Any feedback on these points will be greatly appreciated:

- It appears the trend for communication is to connect each camera directly to the comm carrier via 4G, instead of connecting them to an intermediate on-site controller first [?]. If you only have a few cameras, it would seem ok to pay for the data plan / hosting per-camera. But at some point (e.g., say you had 16 cameras), you'd want to connect them to an on-site controller (not necessarily a recorder), then connect the controller to the ISP -- right?

- Camera technology seems to be changing rapidly [?]. Will cameras purchased today be worth using / maintaining in one or two years?

- We have fulltime IT resource. How complex (or simple?) is it to host a VMS system? I see where AWS has a couple marketplace offerings...

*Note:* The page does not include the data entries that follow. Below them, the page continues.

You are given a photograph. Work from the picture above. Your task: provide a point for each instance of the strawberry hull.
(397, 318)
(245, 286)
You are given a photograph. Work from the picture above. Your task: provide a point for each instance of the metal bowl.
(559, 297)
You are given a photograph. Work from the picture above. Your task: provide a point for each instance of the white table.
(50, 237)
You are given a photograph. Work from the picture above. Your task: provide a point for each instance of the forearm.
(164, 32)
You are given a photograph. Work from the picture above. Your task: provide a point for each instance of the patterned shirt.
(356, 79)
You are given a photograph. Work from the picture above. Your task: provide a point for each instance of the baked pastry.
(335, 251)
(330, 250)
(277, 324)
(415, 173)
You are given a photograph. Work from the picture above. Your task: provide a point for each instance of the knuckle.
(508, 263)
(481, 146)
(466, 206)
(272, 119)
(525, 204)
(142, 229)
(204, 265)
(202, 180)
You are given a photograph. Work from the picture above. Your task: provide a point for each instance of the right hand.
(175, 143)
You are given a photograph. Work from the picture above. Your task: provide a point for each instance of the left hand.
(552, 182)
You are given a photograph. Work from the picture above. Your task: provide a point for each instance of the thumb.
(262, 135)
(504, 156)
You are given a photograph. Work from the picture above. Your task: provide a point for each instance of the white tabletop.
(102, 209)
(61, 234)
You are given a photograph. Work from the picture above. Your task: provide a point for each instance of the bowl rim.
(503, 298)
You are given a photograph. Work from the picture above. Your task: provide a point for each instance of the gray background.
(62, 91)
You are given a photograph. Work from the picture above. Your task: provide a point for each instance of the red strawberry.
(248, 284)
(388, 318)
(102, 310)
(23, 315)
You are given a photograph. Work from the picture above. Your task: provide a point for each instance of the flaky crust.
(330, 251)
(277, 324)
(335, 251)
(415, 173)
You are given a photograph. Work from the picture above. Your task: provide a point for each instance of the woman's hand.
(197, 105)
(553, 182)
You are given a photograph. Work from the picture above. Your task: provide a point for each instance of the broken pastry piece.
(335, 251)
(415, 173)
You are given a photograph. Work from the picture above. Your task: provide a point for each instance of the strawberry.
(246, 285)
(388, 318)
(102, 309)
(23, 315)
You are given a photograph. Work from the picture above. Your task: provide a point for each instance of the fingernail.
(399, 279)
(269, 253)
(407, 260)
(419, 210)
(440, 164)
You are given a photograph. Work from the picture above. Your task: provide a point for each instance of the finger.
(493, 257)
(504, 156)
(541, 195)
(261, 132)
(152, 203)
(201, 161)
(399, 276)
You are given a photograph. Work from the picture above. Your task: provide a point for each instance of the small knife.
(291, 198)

- The consumer-grade camera market (Arlo, Ring, etc.) offers hosting with the camera. Is that true of the commercial market too? I guess what's being asked here is why pay the premium for a service provider's VMS, if you can use the one that comes with a purchased camera.

- Any camera have a screen wiper or blower for raindrops?

Thanks very much for your patience, and for any feedback you can provide.